Here's the useful "two greps and a count" pattern that has emerged for me:
Let's say you have a suspicion that there has been problems with your database connection. So let's find all lines that are related to that:
$ grep mariadb error.log
This will output possibly a lot of log lines that report errors regarding the database driver. When did they start? When did they stop? Let's take the next step.
In many cases, it is useful to find out about the distribution of the events over time. Let's extract the hour from each of the lines
$ grep mariadb error.log | grep -o " [0-9][0-9]:"

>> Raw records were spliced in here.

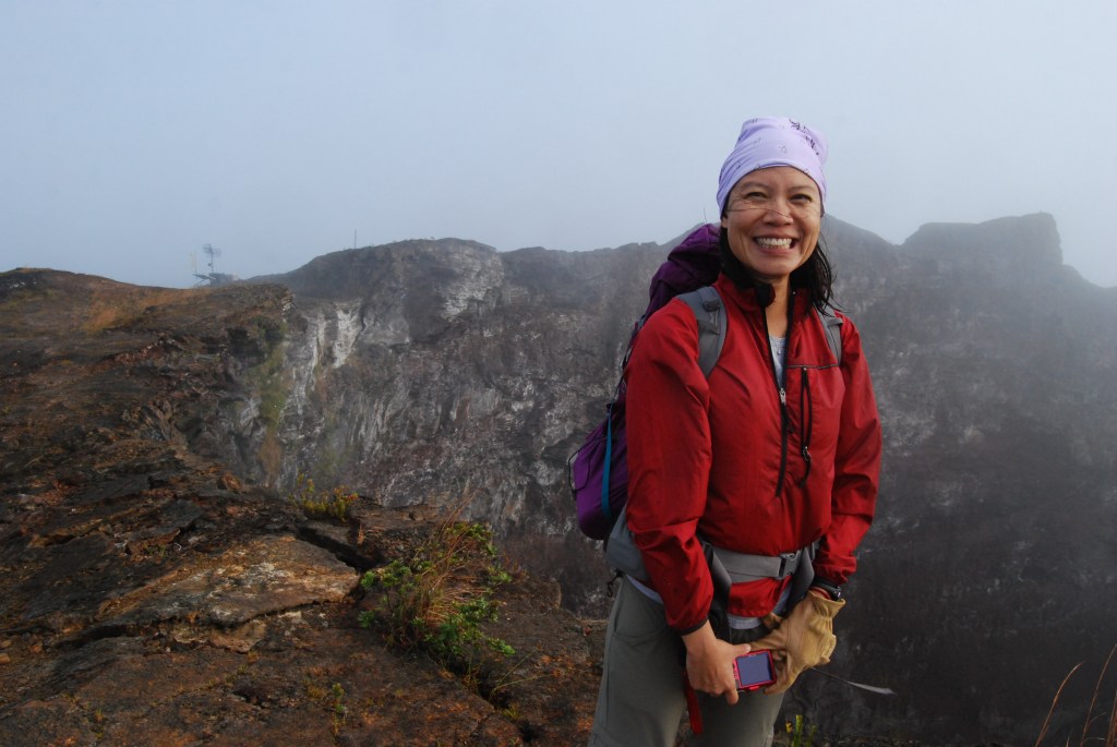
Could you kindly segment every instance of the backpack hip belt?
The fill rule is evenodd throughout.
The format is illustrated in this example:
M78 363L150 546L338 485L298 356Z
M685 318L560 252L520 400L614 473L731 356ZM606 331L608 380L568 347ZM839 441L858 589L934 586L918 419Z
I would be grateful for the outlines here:
M819 543L813 542L791 553L750 555L715 546L714 554L722 562L733 583L739 584L745 581L756 581L757 578L786 578L794 574L802 563L810 563L818 547Z
M617 571L632 576L637 581L646 582L648 581L648 571L643 565L643 556L640 554L640 548L636 546L632 530L628 527L627 509L628 507L621 509L621 515L618 517L617 524L613 525L613 530L609 535L609 540L605 544L605 559ZM805 547L780 555L735 553L723 547L715 547L706 540L703 540L703 545L709 546L714 557L717 559L718 567L712 568L712 573L719 576L724 569L728 576L728 581L733 584L757 581L760 578L782 581L787 576L794 575L794 585L796 588L792 590L792 598L798 601L800 598L798 595L799 587L801 586L802 592L805 593L806 587L814 576L812 561L818 552L819 542L815 540ZM715 585L717 585L716 581Z

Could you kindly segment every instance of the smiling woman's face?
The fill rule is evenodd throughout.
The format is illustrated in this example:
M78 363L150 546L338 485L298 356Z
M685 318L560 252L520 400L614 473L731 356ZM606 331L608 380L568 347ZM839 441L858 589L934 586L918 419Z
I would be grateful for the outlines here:
M734 257L760 279L782 286L818 246L819 188L793 166L747 173L729 191L722 227Z

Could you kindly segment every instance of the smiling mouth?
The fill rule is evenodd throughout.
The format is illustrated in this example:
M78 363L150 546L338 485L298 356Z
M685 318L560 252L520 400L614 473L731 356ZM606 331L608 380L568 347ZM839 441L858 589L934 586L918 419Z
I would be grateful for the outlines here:
M765 249L791 249L793 239L773 239L770 237L758 237L756 243Z

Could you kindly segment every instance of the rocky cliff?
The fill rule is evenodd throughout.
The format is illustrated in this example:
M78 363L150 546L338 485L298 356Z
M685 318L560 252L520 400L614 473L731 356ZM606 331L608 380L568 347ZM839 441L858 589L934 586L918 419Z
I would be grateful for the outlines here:
M1043 214L927 226L900 247L836 220L824 232L839 301L866 341L886 440L879 518L829 671L898 695L809 674L789 712L828 734L1031 743L1063 674L1079 661L1096 672L1117 642L1117 290L1062 265ZM270 621L284 611L341 609L360 594L338 600L336 590L383 555L271 515L299 475L347 486L399 520L464 505L467 518L491 524L525 578L557 580L563 610L602 616L608 574L574 528L565 462L601 415L666 251L498 253L407 241L260 279L289 290L0 276L0 526L3 563L20 568L3 607L9 640L75 651L125 634L149 641L140 633L183 616L169 602L143 603L152 584L179 578L166 581L156 561L195 577L190 564L201 559L190 558L239 552L230 543L241 535L262 543L252 545L259 553L302 543L292 545L297 562L321 567L322 588L334 591L232 622L195 605L194 622L225 631L262 617L276 636ZM117 486L117 472L133 482ZM162 517L155 534L172 539L144 555L149 525ZM136 549L125 555L130 540ZM70 577L57 557L84 558L83 543L98 559ZM324 547L328 557L313 555ZM66 612L70 597L57 590L115 574L122 558L132 575L105 576ZM546 617L573 621L565 611L547 607ZM563 671L582 677L590 654L579 635L555 640ZM47 703L93 718L88 706L57 699L57 678L27 678L31 695L10 697L9 712L26 719ZM1081 727L1089 692L1075 684L1057 730ZM580 716L553 744L581 739L592 703L580 703L562 706ZM541 712L513 720L521 737L543 734Z

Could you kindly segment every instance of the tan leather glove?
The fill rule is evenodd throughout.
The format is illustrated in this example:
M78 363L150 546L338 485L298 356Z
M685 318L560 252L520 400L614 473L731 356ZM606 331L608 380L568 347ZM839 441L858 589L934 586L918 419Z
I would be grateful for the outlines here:
M779 622L779 628L753 643L753 650L770 649L775 660L775 684L764 692L783 692L794 683L795 678L817 664L829 664L838 639L833 633L833 619L846 606L846 600L837 602L829 597L808 592L803 601L795 605L782 621L770 615L765 623Z

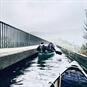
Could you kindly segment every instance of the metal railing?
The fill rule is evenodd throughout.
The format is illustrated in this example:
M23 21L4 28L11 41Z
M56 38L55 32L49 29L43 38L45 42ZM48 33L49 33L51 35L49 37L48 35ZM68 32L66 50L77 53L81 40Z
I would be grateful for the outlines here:
M0 48L38 45L48 41L0 21Z

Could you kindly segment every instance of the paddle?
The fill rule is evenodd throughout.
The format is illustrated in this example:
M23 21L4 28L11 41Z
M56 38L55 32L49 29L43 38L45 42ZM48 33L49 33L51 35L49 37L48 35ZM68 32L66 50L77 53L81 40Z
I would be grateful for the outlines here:
M62 55L62 52L60 51L55 51L56 54Z

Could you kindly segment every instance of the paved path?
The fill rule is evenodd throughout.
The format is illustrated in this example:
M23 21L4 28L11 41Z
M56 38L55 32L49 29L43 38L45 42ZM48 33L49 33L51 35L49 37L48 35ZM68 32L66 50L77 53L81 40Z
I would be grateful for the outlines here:
M0 48L0 57L10 54L15 54L23 51L27 51L30 49L36 49L37 45L35 46L26 46L26 47L17 47L17 48Z

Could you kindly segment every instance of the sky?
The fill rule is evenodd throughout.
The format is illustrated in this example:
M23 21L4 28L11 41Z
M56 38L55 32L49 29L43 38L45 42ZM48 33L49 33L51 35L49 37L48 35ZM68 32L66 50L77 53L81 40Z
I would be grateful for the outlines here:
M87 0L0 0L0 20L46 39L81 45L85 9Z

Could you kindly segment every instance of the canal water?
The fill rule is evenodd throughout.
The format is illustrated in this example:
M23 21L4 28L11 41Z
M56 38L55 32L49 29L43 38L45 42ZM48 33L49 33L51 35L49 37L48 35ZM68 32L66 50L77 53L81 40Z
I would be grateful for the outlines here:
M1 73L0 87L49 87L70 62L64 54L47 60L27 59Z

" [0-9][0-9]:" will match the hour part of the log line time stamp (adapt to match the time formatting of your particular log file). The
-o switch will output only the matching part, not the entire line. The output will look like this:
07: 07: 08:
Of course, you can choose to cluster by something other than hours, for example by the database server hostname, if you suspect that some host causes more error messages than the others.
$ grep mariadb error.log | grep -o " [0-9][0-9]:" | sort | uniq -c
This will group and count the occurrences by the pattern extracted in step 2. The
uniq command will reduce the input to, well, unique lines, the
-c switch will tell you how often each line occurred. We also need
uniq expects the input to be ordered, so the duplicate lines are next to each other.
2 07: 249 08: 80 09: 16 10:
So, of those interesting log lines, most appeared at eight-something, so during the hour between 08:00 and 08:59. Now you know when your trouble started and where to keep looking.